How many other Malachy Finnegan-type dark secrets are hiding in files in diocesan vaults throughout Ireland? One might hope there are none but that would be a naïve hope given past form.
In 2011 Bishop McAreavey did the right thing by requesting the National Board for Safeguarding Children in the Catholic Church (NBSCCC), the Irish Church child protection watchdog, to go beyond its terms of reference to review the handling of allegations against deceased priests, especially Finnegan. Unfortunately, he missed the opportunity to expose Finnegan at that time, one of five missed opportunities, as reported in my extensive interview with Dr McAreavey in last week’s Irish Catholic.
A good way to proceed would be for every bishop to urgently review the files of all priests, living and dead, against whom allegations have been made, and not hold back on anything that should be legitimately shared with the public.
And also makes those files available to the next NBSCCC review. We owe the belated exposure of Malachy Finnegan, in the public interest, to BBC Northern Ireland’s Spotlight programme and they should be commended for their tenacity in the best traditions of television investigative journalism.

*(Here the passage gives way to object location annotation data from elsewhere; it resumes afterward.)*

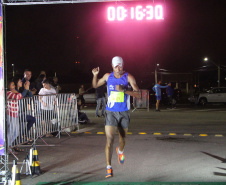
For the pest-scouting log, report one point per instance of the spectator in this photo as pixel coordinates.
(26, 92)
(170, 92)
(27, 77)
(24, 117)
(157, 90)
(56, 85)
(47, 104)
(81, 93)
(12, 114)
(38, 82)
(100, 95)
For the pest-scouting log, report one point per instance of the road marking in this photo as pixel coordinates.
(155, 134)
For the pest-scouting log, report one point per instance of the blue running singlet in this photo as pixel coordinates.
(117, 101)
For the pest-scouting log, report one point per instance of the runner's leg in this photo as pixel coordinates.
(110, 132)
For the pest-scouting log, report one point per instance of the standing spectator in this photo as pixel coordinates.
(81, 92)
(27, 77)
(26, 92)
(56, 85)
(38, 82)
(170, 92)
(47, 105)
(12, 114)
(157, 90)
(100, 95)
(24, 117)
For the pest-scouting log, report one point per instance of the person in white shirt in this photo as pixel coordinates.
(48, 100)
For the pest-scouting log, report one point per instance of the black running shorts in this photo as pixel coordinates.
(117, 119)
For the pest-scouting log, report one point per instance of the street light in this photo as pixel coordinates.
(156, 75)
(13, 70)
(218, 69)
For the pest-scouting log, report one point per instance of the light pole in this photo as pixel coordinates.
(13, 70)
(156, 75)
(218, 69)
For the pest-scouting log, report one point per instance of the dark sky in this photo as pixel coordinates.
(45, 37)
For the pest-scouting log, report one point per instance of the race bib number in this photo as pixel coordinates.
(117, 96)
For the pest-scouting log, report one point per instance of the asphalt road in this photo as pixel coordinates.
(186, 144)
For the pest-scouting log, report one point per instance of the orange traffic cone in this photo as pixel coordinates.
(35, 165)
(15, 174)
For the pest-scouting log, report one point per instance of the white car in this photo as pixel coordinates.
(215, 95)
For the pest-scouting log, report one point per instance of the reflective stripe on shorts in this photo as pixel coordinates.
(117, 119)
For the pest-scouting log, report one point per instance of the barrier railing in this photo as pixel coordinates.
(143, 102)
(30, 118)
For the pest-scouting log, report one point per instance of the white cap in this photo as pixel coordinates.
(117, 61)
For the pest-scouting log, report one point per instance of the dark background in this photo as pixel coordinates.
(54, 37)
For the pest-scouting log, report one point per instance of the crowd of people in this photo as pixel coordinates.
(19, 88)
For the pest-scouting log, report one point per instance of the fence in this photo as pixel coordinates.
(30, 118)
(143, 102)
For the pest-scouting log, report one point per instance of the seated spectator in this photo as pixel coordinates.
(47, 104)
(56, 85)
(13, 97)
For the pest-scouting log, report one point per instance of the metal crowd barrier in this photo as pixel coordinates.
(30, 118)
(143, 102)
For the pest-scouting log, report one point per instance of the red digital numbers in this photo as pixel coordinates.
(149, 12)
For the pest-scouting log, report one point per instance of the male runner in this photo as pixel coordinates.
(118, 106)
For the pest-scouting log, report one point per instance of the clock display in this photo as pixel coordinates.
(138, 12)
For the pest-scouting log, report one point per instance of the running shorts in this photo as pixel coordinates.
(117, 119)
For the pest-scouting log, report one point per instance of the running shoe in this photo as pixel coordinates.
(109, 172)
(121, 157)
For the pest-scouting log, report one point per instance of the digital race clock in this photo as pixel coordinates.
(138, 12)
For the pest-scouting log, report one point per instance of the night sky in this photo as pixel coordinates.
(54, 37)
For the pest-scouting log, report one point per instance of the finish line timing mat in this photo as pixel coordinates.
(132, 183)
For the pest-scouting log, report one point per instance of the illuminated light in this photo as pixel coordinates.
(157, 133)
(149, 12)
(203, 135)
(187, 134)
(139, 13)
(172, 134)
(121, 13)
(111, 13)
(158, 12)
(132, 13)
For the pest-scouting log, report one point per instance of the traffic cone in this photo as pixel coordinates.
(35, 165)
(16, 174)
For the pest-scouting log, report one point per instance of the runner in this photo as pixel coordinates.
(118, 106)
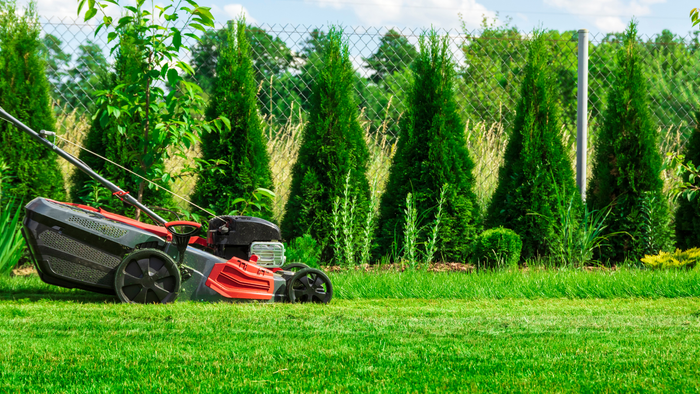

Bishop McAreavey’s position, already shaky, was rendered completely untenable by Nolan Live’s revelation that McAreavey had permitted Finnegan to concelebrate Holy Mass in the very church where he had groomed Sean Faloon and where he had celebrated Mass week after week, assisted by Mr Faloon, before raping him week after week in the parochial house next door.
Nolan Live, once it had uncovered that devastating piece of news, had a duty to publicise it.
However, the way it put it into the public domain, revealing it “live” on television in the company of Mr Faloon, a victim and survivor, who looked visibly distressed and taken by surprise, is also a matter of concern. Sometimes the media have lessons to learn as well.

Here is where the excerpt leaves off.